Où sont donc les chrétiens priant sans cesse ? Dieu habite-t-il nos pensées ? Pensons-nous à lui et à son Fils, notre Sauveur, au long du jour ? Quand nous mangeons et buvons, le remercions-nous, en Esprit ? Quand nous accomplissons des actes bons, désirons-nous travailler à sa gloire ? Dans la pratique de notre métier, désirons-nous connaître et accomplir sa volonté le plus parfaitement possible ? Que nous entreprenions une neuvaine à une intention particulière : comparons la ferveur de notre prière entre le premier et le neuvième jour… Notre endurcissement rend difficiles les élans les plus simples de la vie spirituelle. Il en est ainsi car notre perception du monde invisible n’est pas celle que donne la foi.

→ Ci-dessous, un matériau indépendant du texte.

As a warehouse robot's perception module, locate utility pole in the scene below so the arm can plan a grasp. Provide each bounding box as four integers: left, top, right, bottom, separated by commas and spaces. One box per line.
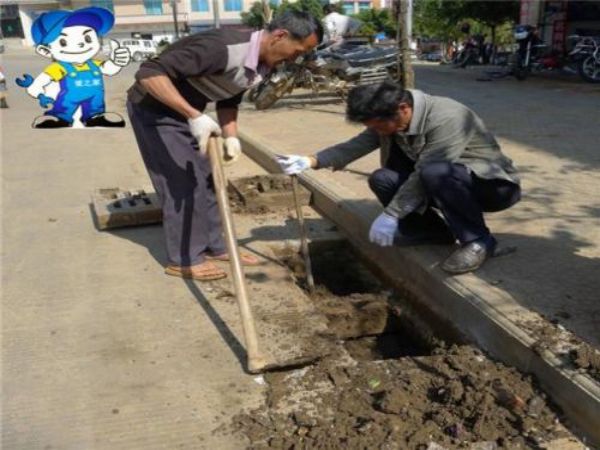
213, 0, 221, 28
171, 0, 179, 39
396, 0, 415, 89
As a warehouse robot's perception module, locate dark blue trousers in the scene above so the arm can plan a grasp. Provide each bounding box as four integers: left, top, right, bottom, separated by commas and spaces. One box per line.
369, 149, 521, 244
127, 102, 226, 266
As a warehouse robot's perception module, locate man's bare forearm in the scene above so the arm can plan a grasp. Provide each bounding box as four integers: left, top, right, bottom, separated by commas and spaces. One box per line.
140, 75, 201, 119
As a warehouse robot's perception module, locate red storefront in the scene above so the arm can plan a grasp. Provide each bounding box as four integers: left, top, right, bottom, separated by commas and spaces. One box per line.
520, 0, 600, 53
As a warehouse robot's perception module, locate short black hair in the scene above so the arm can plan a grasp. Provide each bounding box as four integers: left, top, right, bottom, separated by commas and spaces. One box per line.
346, 81, 413, 123
267, 11, 323, 42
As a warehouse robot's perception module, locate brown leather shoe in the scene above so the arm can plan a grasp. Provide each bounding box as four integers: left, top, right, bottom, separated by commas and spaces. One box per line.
442, 238, 496, 275
165, 261, 227, 281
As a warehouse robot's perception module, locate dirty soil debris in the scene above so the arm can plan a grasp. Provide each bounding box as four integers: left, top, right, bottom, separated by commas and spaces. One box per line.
234, 346, 571, 450
519, 319, 600, 382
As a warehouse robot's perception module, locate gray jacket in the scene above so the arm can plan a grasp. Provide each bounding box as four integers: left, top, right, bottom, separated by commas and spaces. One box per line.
316, 90, 519, 218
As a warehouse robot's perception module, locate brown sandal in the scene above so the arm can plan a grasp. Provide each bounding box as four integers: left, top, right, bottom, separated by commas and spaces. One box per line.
165, 263, 227, 281
206, 253, 260, 266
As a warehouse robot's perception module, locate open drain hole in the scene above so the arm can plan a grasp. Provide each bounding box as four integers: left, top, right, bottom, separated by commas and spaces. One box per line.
276, 240, 432, 361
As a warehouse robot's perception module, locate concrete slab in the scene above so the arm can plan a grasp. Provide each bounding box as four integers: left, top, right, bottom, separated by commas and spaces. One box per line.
234, 68, 600, 441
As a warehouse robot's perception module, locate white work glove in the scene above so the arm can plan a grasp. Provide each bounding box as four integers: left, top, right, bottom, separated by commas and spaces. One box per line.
188, 114, 221, 156
369, 213, 398, 247
277, 155, 310, 175
110, 39, 131, 67
223, 136, 242, 165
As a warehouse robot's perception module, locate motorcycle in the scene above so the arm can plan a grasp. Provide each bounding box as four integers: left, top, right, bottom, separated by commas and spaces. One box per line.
248, 44, 398, 110
451, 37, 482, 69
513, 25, 600, 83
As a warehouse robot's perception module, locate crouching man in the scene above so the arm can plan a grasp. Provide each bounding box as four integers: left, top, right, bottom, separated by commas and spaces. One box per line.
279, 82, 521, 274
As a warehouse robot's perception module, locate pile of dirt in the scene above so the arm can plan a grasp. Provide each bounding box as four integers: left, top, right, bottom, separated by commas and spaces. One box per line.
234, 346, 570, 449
519, 318, 600, 382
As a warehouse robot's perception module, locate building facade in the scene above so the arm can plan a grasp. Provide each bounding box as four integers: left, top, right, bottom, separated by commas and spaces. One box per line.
520, 0, 600, 53
0, 0, 380, 45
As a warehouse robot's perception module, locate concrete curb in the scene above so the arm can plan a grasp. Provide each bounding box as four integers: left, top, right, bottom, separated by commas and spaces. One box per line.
240, 128, 600, 446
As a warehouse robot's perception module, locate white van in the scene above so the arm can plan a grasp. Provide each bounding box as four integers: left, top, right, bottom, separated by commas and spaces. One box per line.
120, 39, 158, 61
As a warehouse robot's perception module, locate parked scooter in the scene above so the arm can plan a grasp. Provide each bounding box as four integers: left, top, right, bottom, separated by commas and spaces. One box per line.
512, 25, 600, 83
248, 44, 398, 109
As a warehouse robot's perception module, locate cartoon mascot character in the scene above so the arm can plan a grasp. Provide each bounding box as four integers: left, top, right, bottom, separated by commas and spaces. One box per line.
17, 7, 131, 128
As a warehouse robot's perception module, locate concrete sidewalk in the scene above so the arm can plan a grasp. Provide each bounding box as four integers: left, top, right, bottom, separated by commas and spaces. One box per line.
0, 51, 274, 450
240, 66, 600, 348
241, 66, 600, 441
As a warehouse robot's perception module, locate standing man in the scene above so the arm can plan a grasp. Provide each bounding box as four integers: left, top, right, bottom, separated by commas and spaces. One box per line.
323, 4, 362, 45
127, 12, 323, 280
279, 82, 521, 274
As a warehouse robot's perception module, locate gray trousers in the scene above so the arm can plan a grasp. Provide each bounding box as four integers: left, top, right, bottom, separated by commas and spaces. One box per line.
127, 102, 226, 266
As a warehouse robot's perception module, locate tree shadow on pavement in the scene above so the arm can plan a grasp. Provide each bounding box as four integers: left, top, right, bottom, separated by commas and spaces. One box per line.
110, 226, 247, 369
475, 230, 600, 347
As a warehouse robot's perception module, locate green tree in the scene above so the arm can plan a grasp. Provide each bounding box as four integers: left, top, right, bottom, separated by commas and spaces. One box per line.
353, 9, 396, 36
242, 1, 277, 30
413, 0, 463, 40
462, 0, 520, 44
277, 0, 323, 20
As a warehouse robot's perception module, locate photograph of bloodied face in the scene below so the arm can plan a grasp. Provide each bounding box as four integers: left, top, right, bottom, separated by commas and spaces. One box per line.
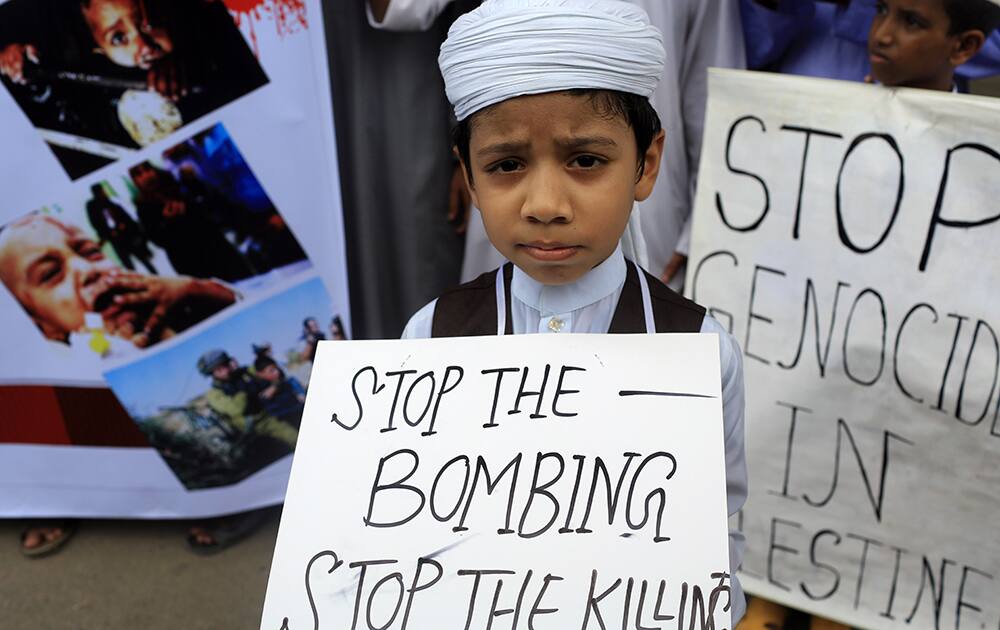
0, 125, 310, 357
0, 0, 268, 179
105, 277, 332, 490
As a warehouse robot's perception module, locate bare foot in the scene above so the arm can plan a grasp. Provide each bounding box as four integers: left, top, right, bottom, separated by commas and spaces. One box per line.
21, 527, 66, 551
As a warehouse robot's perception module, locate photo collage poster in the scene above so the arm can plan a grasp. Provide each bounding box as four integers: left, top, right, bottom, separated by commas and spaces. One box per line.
0, 0, 350, 517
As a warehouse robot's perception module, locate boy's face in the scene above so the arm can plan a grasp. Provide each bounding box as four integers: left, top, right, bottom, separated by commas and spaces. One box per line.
80, 0, 174, 70
466, 92, 663, 285
0, 215, 117, 341
868, 0, 983, 91
257, 365, 281, 383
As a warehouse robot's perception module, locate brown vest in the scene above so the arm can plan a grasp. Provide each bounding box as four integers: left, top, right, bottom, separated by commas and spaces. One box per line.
431, 263, 705, 337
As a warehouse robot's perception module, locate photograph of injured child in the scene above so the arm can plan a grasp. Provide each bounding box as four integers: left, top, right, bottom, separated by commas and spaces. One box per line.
0, 0, 268, 179
0, 125, 311, 357
105, 278, 334, 490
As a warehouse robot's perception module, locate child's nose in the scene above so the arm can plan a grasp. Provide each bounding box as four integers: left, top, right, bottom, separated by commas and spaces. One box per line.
521, 170, 573, 223
871, 19, 894, 46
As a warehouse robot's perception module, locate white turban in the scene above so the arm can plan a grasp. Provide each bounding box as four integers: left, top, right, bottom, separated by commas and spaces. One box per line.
438, 0, 665, 120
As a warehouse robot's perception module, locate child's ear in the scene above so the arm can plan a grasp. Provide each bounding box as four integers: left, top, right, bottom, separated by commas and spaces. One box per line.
635, 129, 666, 201
948, 30, 986, 68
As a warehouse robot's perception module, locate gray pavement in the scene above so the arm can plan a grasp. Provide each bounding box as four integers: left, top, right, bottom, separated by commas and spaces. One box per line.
0, 510, 278, 630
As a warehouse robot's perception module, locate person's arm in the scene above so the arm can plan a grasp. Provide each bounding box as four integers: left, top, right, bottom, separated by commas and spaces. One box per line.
955, 31, 1000, 80
400, 300, 437, 339
365, 0, 452, 31
740, 0, 816, 70
701, 316, 748, 628
661, 0, 746, 284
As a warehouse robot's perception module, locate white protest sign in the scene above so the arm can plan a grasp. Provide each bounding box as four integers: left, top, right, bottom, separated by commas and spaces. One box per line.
261, 335, 730, 630
687, 71, 1000, 629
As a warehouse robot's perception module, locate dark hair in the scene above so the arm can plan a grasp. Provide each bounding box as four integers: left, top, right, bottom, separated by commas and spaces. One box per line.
451, 89, 660, 182
944, 0, 1000, 37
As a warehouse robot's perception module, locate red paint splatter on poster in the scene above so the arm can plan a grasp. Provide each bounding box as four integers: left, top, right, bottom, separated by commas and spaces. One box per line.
225, 0, 309, 57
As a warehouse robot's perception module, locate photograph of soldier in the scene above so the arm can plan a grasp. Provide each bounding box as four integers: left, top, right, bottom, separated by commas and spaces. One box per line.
0, 0, 268, 179
0, 125, 310, 358
105, 278, 333, 489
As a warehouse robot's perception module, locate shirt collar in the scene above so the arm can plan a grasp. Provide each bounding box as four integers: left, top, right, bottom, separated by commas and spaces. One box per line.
511, 244, 625, 317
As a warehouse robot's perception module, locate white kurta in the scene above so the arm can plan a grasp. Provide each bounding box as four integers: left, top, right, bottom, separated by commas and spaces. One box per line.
403, 248, 747, 627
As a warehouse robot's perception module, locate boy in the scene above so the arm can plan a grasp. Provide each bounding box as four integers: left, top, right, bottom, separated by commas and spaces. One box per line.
403, 0, 747, 623
868, 0, 1000, 92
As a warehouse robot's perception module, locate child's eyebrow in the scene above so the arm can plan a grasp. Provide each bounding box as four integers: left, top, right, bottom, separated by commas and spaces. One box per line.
476, 142, 531, 158
556, 136, 618, 151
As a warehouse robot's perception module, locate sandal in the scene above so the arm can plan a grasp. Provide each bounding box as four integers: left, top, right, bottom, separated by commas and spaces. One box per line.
187, 510, 268, 556
21, 520, 76, 558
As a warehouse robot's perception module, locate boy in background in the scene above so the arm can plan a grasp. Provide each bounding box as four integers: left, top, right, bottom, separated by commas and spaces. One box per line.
739, 0, 1000, 630
868, 0, 1000, 92
403, 0, 747, 621
740, 0, 1000, 91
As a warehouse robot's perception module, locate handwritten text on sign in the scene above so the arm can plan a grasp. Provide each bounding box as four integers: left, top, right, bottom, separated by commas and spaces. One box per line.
262, 335, 730, 630
687, 72, 1000, 630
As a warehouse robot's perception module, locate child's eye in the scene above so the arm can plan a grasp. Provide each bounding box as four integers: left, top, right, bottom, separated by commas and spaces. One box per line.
34, 260, 63, 286
571, 155, 604, 169
486, 160, 521, 173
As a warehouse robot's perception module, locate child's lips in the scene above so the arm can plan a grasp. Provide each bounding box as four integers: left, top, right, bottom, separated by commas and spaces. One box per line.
520, 241, 580, 262
868, 50, 890, 65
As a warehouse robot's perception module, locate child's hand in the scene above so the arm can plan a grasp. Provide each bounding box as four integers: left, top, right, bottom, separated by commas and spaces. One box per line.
0, 44, 39, 85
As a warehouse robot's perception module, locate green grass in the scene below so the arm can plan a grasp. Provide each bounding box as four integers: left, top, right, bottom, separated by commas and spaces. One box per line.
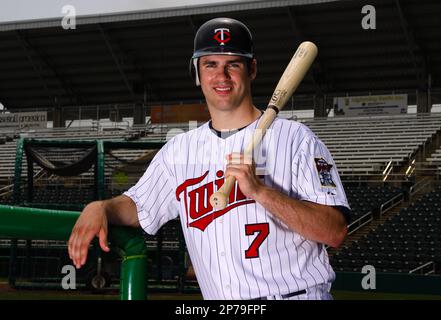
0, 280, 441, 300
332, 290, 441, 300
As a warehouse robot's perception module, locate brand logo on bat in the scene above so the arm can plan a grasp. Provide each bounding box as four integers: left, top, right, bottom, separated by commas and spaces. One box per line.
271, 89, 286, 106
213, 28, 231, 46
176, 170, 255, 231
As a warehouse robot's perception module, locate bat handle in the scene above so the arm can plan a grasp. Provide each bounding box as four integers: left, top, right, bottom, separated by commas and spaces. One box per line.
210, 176, 236, 210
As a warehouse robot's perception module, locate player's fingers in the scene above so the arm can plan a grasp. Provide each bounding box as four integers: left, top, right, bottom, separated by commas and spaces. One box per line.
70, 230, 81, 268
67, 229, 76, 264
74, 230, 95, 268
226, 152, 253, 164
98, 228, 110, 252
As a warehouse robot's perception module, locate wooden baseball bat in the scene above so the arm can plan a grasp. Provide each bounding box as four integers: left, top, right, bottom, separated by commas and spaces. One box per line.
210, 41, 318, 210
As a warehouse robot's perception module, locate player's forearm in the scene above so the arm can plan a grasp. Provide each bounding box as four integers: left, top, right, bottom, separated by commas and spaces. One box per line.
102, 195, 139, 227
254, 186, 347, 247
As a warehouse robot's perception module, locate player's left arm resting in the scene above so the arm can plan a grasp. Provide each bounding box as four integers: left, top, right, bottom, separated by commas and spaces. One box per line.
254, 185, 347, 247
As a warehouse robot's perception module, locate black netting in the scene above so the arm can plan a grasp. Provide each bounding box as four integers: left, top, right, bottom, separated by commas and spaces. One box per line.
25, 144, 97, 177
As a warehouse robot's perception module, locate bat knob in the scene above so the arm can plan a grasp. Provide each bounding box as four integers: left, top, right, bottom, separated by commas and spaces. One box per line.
210, 192, 228, 210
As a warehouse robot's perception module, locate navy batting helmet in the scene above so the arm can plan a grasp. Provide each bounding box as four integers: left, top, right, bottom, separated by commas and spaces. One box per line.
190, 18, 254, 85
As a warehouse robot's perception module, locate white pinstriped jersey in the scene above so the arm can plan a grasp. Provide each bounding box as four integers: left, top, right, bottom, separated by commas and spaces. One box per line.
125, 118, 349, 299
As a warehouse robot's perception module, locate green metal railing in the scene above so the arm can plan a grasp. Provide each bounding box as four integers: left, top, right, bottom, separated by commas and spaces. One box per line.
0, 205, 147, 300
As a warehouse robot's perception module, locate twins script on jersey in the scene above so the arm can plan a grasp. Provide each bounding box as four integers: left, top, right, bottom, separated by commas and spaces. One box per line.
125, 118, 349, 299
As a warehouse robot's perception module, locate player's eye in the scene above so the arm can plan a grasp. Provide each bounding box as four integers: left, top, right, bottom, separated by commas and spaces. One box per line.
204, 62, 216, 68
228, 62, 242, 69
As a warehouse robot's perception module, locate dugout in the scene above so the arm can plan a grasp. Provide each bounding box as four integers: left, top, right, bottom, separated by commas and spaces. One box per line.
2, 138, 192, 291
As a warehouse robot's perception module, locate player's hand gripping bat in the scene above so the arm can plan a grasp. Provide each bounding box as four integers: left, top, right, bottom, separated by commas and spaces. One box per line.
210, 41, 317, 210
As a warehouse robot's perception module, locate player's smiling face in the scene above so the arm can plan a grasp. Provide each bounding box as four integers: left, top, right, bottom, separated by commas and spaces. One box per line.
199, 55, 256, 110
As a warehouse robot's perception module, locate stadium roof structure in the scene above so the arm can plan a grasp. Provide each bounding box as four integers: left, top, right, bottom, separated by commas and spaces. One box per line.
0, 0, 441, 110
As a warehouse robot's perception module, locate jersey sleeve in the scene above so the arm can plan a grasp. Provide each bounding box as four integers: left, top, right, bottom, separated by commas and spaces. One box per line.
292, 134, 350, 210
124, 149, 179, 235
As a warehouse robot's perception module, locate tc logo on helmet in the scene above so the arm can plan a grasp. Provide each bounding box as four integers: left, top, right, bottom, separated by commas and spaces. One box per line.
213, 28, 231, 46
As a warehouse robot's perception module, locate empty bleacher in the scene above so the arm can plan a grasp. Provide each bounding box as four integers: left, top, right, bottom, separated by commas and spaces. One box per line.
304, 113, 441, 175
331, 186, 441, 274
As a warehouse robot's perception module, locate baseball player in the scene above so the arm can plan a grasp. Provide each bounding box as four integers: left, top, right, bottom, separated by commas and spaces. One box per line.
69, 18, 350, 300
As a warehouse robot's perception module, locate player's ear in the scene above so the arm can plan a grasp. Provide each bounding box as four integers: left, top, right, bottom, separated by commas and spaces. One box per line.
248, 58, 257, 81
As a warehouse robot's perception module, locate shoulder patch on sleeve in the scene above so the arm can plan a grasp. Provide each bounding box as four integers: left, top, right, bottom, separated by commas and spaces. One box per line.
314, 158, 336, 188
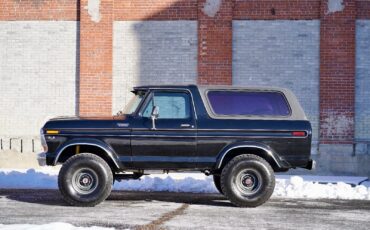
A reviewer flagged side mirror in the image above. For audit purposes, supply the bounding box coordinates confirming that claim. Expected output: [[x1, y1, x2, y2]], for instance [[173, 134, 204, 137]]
[[150, 106, 159, 130]]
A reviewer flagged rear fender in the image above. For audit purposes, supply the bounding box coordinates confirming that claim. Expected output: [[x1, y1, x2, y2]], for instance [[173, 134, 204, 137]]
[[216, 141, 290, 169]]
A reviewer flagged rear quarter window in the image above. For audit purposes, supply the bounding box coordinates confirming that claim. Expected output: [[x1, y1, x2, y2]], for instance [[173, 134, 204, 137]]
[[207, 90, 291, 117]]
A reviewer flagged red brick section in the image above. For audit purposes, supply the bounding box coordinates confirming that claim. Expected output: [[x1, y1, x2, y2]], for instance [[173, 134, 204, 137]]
[[114, 0, 198, 21], [198, 0, 233, 85], [320, 0, 356, 143], [234, 0, 320, 20], [79, 0, 113, 116], [0, 0, 79, 21], [356, 0, 370, 19]]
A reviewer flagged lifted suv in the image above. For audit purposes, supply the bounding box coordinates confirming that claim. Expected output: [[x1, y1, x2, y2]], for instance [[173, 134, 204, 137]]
[[39, 85, 313, 207]]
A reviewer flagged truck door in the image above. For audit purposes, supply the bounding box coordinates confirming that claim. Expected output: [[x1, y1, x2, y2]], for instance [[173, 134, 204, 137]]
[[131, 89, 197, 169]]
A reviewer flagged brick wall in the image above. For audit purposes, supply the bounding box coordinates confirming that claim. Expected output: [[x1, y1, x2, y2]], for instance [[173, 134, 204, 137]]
[[198, 0, 233, 85], [355, 20, 370, 141], [233, 0, 320, 20], [233, 20, 320, 146], [0, 21, 78, 137], [320, 0, 356, 143], [79, 0, 114, 116], [113, 20, 198, 114]]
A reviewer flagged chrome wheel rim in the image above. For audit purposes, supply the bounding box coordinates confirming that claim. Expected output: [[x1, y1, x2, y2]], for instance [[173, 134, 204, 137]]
[[72, 168, 99, 195], [234, 169, 262, 196]]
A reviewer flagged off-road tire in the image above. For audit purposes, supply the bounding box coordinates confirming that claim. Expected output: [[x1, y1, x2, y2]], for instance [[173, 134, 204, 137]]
[[58, 153, 113, 207], [221, 154, 275, 207], [213, 175, 224, 194]]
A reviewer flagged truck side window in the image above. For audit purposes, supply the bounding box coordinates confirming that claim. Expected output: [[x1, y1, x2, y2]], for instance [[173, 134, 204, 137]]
[[207, 91, 291, 116], [143, 92, 191, 119]]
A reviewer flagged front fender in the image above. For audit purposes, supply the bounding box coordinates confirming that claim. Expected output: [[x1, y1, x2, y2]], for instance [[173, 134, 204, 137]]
[[54, 138, 121, 168], [216, 141, 289, 169]]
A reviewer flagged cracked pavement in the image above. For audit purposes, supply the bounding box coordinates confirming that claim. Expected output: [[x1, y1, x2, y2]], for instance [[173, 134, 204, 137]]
[[0, 189, 370, 229]]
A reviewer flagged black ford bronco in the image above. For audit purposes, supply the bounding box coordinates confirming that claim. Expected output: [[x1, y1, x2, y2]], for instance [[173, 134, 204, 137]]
[[39, 85, 314, 207]]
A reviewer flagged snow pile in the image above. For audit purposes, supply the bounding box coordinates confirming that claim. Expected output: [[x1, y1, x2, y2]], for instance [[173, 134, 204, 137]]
[[273, 176, 370, 200], [0, 169, 58, 189], [0, 169, 370, 200], [0, 222, 114, 230]]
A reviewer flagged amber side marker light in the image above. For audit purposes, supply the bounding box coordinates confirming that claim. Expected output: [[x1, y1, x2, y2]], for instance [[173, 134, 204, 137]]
[[292, 131, 306, 137], [46, 130, 59, 134]]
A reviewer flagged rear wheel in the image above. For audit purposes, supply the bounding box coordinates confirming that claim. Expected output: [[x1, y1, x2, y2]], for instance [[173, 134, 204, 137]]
[[213, 175, 224, 194], [58, 153, 113, 206], [221, 154, 275, 207]]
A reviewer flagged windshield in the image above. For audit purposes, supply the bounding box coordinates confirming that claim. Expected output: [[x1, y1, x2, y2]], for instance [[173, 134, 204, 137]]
[[123, 92, 145, 114]]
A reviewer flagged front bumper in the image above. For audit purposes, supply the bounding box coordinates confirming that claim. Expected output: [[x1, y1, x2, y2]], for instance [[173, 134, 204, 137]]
[[37, 153, 46, 166]]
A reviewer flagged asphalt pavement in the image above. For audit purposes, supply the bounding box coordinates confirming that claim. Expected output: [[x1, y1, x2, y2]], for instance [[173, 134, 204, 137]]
[[0, 189, 370, 230]]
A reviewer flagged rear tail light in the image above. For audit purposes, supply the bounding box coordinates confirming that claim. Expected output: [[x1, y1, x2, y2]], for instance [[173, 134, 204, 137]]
[[292, 131, 306, 137]]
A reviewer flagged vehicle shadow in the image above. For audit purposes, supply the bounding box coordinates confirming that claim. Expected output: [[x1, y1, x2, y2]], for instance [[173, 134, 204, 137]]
[[0, 189, 233, 207]]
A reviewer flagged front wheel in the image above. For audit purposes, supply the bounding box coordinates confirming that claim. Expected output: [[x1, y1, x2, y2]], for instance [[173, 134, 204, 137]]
[[221, 154, 275, 207], [58, 153, 113, 206]]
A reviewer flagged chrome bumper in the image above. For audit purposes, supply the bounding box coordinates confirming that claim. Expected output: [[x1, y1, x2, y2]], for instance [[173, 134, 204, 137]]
[[37, 153, 46, 166]]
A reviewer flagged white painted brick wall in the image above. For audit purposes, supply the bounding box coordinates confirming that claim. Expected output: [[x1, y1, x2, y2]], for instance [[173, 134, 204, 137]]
[[112, 21, 197, 114], [355, 20, 370, 141], [233, 20, 320, 144], [0, 21, 78, 142]]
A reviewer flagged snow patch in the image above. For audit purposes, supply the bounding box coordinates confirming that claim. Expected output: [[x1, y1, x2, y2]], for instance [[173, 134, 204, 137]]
[[326, 0, 344, 14], [0, 168, 370, 200], [85, 0, 101, 23], [0, 222, 114, 230], [202, 0, 222, 17]]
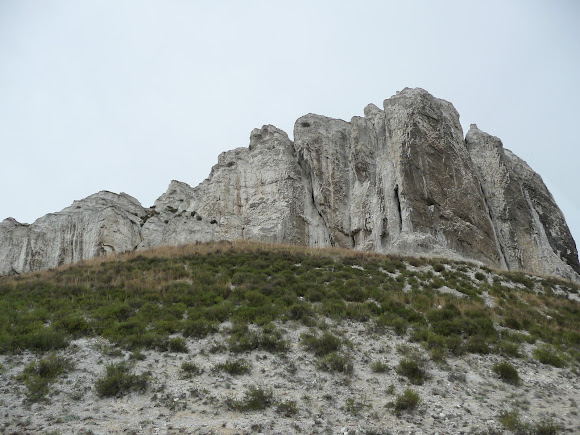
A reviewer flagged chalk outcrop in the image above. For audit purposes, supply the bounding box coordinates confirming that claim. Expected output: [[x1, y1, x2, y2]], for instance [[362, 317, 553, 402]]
[[0, 89, 580, 281]]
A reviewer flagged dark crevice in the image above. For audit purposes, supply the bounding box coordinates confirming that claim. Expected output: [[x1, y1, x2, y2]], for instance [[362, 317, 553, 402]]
[[395, 185, 403, 231], [481, 186, 511, 270]]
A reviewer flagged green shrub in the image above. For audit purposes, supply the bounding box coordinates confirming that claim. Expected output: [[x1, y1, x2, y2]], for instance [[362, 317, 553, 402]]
[[16, 354, 74, 402], [302, 331, 342, 356], [533, 419, 562, 435], [499, 410, 526, 433], [433, 263, 445, 272], [181, 361, 203, 378], [226, 385, 274, 411], [371, 361, 390, 373], [344, 397, 371, 416], [393, 389, 421, 414], [533, 347, 566, 368], [492, 361, 521, 385], [95, 363, 149, 397], [316, 352, 354, 374], [497, 340, 522, 358], [397, 358, 427, 385], [182, 319, 218, 338], [169, 337, 189, 353], [467, 335, 491, 355], [211, 359, 252, 375], [276, 400, 298, 417]]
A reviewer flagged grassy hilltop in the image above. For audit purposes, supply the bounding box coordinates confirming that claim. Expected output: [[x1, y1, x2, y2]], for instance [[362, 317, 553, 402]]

Creusons encore. Combien de pensées futiles occupent nos esprits ? Essayons-nous d’en prendre conscience et de les reconnaître ? Sommes-nous attristés de les découvrir et de mesurer le temps perdu à ces rêveries ? Où sont les pensées vraies et saintes qui manifestent notre union à Dieu ? Pourquoi demeure-t-il en nos esprits tant de considérations oiseuses, insensées ou viles ? Un jour prochain, nous aurons devant les yeux l’ensemble de nos désirs de jeunesse, de nos rêves de grandeurs, de nos aspirations à la vaine gloire, de nos goûts inférieurs, de nos aversions pour les sujets spirituels, de nos efforts pour plaire à ceux qui déplaisent à Dieu, de nos admirations pour les grands de ce monde, de nos complaisances pour les pensées impures, de nos approbations secrètes aux procès injustes… Nous aurons ce jour-là des paroles dures contre nous-mêmes et des regrets sincères de ne pas avoir prié sans cesse, car le temps est court qui prépare l’éternité. Dans le combat contre la séduction de ces pensées, la prière continue brise les illusions et fortifie la confiance en Dieu. En vérité, il construit notre liberté celui qui commande :
Priez sans relâche.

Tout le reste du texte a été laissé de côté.